Step-by-step explanation:

Relation between pressure, latent heat of fusion, and change in volume is as follows.

`(dP)/(dT) = (L)/(T * \Delta V)`

Also,
`(L)/(T) = \Delta S^(fusion)_(m)`

where,
`\Delta V^(fusion)_(m)` is the difference in specific volumes.

Hence,
`(dP)/(dT) = (\Delta S^(fusion)_(m))/(\Delta V^(fusion)_(m))`

As,
`\Delta S^(fusion)_(m) = (L)/(T) = (6010)/(273.15)` = 22.0 J/mol K

And,
`\Delta V^(fusion)_(m) = \frac{M}{d_{H_(2)O}} - (M)/(d_(ice))` ...... (1)

where,
`d_{H_(2)O}` = density of water

`d_(ice)` = density of ice

M = molar mass of water =
`18.02 * 10^(-3) kg`

Therefore, using formula in equation (1) we will calculate the volume of fusion as follows.

`\Delta V^(fusion)_(m) = \frac{M}{d_{H_(2)O}} - (M)/(d_(ice))`

=
`(18.02 * 10^(-3))/(997) - (18.02 * 10^(-3))/(920)`

=
`-1.51 * 10^(-6)`

Therefore, calculate the required pressure as follows.

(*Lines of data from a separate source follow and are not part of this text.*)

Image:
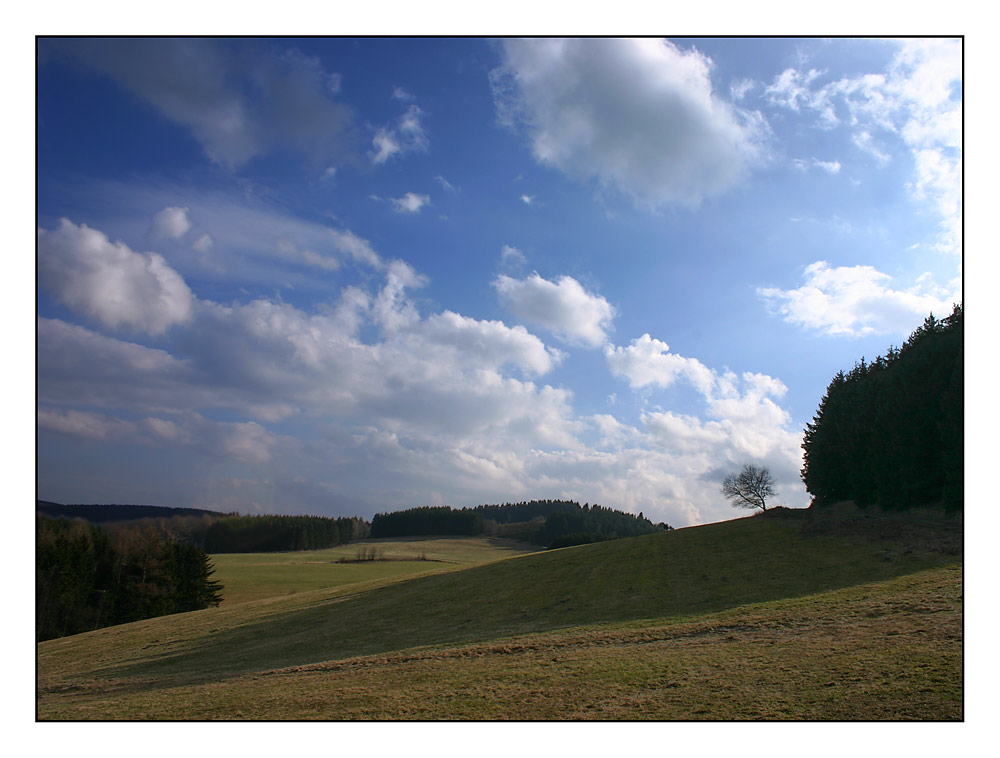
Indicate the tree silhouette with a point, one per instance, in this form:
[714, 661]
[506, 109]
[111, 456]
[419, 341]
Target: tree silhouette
[750, 488]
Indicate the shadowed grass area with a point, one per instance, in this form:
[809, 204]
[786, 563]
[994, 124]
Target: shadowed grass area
[884, 651]
[678, 575]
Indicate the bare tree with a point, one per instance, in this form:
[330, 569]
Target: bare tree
[750, 488]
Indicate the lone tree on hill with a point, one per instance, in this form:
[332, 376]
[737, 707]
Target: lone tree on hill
[750, 488]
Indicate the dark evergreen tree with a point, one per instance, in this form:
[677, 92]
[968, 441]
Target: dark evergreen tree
[891, 432]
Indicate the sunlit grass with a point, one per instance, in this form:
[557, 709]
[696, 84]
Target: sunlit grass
[254, 576]
[750, 592]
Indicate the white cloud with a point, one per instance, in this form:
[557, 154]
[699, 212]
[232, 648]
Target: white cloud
[171, 222]
[94, 426]
[854, 301]
[638, 116]
[649, 362]
[831, 167]
[411, 202]
[563, 307]
[110, 283]
[406, 136]
[916, 103]
[236, 105]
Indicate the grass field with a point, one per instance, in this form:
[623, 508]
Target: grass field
[254, 576]
[784, 616]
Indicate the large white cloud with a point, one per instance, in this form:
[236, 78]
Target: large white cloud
[648, 361]
[563, 307]
[366, 403]
[915, 103]
[855, 301]
[638, 116]
[110, 283]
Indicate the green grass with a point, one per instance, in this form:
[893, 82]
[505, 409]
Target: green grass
[249, 660]
[855, 653]
[254, 576]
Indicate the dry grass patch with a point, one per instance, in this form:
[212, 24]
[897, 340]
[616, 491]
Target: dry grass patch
[884, 651]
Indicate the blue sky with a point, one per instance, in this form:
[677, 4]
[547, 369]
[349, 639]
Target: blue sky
[343, 276]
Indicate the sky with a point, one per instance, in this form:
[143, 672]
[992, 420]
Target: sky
[345, 276]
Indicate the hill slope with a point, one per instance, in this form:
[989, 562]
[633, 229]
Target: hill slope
[680, 574]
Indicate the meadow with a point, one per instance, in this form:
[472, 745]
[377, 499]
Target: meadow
[786, 616]
[254, 576]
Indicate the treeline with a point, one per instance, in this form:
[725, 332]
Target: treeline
[554, 523]
[890, 432]
[265, 534]
[416, 522]
[87, 577]
[99, 514]
[216, 532]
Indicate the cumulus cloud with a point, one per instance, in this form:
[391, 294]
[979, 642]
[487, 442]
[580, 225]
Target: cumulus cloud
[110, 283]
[171, 222]
[855, 301]
[638, 116]
[405, 136]
[563, 307]
[94, 426]
[916, 102]
[411, 202]
[237, 105]
[831, 167]
[649, 362]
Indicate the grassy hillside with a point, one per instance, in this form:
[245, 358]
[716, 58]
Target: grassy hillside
[680, 577]
[254, 576]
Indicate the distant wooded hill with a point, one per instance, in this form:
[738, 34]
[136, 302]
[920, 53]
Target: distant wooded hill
[890, 432]
[216, 532]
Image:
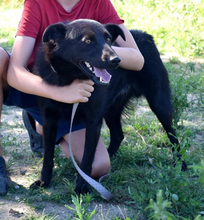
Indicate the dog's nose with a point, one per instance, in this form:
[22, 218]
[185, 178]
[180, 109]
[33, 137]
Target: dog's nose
[115, 60]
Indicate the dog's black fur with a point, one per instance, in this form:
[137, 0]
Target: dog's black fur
[65, 48]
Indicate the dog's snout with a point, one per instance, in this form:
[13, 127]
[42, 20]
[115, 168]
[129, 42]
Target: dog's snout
[115, 60]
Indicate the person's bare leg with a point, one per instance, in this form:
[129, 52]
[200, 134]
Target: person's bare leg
[101, 164]
[4, 59]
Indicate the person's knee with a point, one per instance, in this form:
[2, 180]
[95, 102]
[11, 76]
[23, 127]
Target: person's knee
[4, 59]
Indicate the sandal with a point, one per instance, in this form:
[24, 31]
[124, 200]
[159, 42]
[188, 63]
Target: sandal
[36, 140]
[3, 177]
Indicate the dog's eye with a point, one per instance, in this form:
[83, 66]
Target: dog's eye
[88, 41]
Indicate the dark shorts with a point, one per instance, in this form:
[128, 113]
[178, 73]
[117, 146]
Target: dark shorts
[13, 97]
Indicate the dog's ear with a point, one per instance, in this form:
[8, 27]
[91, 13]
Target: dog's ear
[115, 31]
[54, 32]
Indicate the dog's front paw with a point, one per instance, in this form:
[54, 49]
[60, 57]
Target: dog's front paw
[184, 166]
[37, 184]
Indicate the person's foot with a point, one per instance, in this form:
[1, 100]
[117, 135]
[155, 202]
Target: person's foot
[36, 140]
[3, 177]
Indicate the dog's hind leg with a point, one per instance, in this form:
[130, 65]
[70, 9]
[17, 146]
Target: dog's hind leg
[92, 137]
[49, 136]
[162, 107]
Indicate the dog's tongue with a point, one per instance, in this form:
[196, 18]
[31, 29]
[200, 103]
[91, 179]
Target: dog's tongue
[103, 74]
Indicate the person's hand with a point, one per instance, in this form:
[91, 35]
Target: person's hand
[78, 91]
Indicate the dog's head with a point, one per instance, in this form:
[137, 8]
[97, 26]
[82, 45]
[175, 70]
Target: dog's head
[85, 43]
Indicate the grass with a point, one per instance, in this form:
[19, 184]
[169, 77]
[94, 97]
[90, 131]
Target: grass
[143, 179]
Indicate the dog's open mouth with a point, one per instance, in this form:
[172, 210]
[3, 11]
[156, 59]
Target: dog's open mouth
[99, 76]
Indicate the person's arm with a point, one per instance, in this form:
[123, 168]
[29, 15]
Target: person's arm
[19, 78]
[130, 55]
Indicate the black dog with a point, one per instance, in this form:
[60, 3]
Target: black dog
[75, 51]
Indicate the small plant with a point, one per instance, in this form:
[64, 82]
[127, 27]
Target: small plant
[81, 211]
[160, 208]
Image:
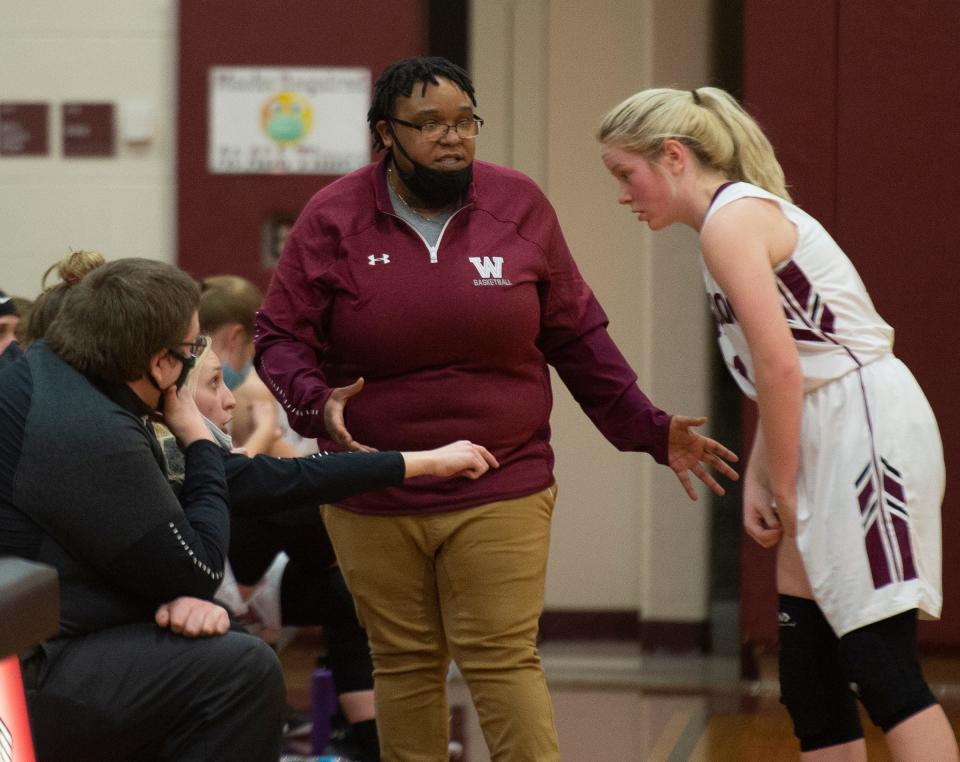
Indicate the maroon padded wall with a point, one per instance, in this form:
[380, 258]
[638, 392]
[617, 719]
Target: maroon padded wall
[219, 217]
[860, 102]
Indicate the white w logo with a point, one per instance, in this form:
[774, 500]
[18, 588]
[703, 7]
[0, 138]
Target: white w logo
[488, 267]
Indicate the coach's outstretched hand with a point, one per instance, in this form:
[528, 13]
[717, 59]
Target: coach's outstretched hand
[689, 452]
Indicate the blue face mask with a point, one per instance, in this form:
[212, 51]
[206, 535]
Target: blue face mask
[233, 378]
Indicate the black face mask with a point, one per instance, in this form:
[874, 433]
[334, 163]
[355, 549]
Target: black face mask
[434, 187]
[186, 365]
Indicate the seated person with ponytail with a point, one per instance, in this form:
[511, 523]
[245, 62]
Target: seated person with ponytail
[275, 505]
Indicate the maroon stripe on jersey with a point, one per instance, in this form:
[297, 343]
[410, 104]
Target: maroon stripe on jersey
[892, 487]
[796, 282]
[827, 319]
[902, 529]
[866, 497]
[879, 568]
[802, 334]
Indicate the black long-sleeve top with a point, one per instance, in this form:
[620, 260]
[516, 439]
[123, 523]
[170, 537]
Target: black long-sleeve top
[82, 488]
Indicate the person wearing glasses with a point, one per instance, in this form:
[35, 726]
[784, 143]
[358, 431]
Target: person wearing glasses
[145, 665]
[432, 291]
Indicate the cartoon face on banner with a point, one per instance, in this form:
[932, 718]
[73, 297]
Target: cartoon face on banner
[287, 118]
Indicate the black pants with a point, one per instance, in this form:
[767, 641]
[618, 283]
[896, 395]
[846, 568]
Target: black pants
[139, 692]
[312, 591]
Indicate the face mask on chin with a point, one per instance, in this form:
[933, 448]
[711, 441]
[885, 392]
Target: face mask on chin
[234, 378]
[186, 365]
[436, 188]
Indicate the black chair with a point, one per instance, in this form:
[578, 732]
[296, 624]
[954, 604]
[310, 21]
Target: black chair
[29, 613]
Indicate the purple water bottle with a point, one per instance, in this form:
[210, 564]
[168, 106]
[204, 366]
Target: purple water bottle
[323, 703]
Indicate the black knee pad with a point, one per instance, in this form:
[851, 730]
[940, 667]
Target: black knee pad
[813, 686]
[881, 660]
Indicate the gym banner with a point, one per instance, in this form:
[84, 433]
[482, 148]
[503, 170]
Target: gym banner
[277, 120]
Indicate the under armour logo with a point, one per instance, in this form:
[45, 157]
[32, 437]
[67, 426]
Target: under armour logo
[488, 267]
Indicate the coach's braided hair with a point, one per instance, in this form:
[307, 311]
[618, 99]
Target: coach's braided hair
[398, 79]
[709, 121]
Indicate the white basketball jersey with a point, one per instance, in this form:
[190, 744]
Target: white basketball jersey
[833, 321]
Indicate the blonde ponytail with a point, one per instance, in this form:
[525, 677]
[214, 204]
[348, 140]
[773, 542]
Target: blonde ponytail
[709, 121]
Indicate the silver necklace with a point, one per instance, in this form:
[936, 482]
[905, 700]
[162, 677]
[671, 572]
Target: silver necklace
[403, 201]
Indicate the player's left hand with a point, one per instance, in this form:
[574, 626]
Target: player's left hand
[689, 452]
[193, 617]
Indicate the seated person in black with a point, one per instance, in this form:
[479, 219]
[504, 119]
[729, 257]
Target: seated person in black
[9, 318]
[144, 666]
[274, 504]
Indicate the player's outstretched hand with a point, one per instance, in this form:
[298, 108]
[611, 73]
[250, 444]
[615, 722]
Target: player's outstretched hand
[461, 458]
[690, 452]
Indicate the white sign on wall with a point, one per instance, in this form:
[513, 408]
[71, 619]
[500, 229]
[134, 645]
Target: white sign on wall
[288, 120]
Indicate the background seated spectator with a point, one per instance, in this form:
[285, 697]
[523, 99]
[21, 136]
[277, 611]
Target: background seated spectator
[145, 665]
[275, 509]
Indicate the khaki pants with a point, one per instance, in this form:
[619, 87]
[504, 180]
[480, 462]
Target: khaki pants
[467, 584]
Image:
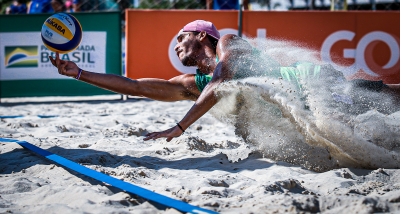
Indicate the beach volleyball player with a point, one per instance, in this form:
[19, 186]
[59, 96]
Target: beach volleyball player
[198, 44]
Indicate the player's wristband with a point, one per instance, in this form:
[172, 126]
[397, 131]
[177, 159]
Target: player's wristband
[79, 74]
[180, 127]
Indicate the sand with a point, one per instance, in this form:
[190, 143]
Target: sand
[208, 166]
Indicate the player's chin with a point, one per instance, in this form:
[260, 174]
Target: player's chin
[186, 61]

`(dP)/(dT) = (22)/(-1.51 * 10^(-6))`

=
`1.45 * 10^(7) Pa/K`

or, = 145 bar/K

Hence, for change of 1 degree pressure the decrease is 145 bar and for 4.7 degree change dP =
`145 * 4.7 bar`

= 681.5 bar

Thus, we can conclude that pressure should be increased by 681.5 bar to cause 4.7 degree change in melting point.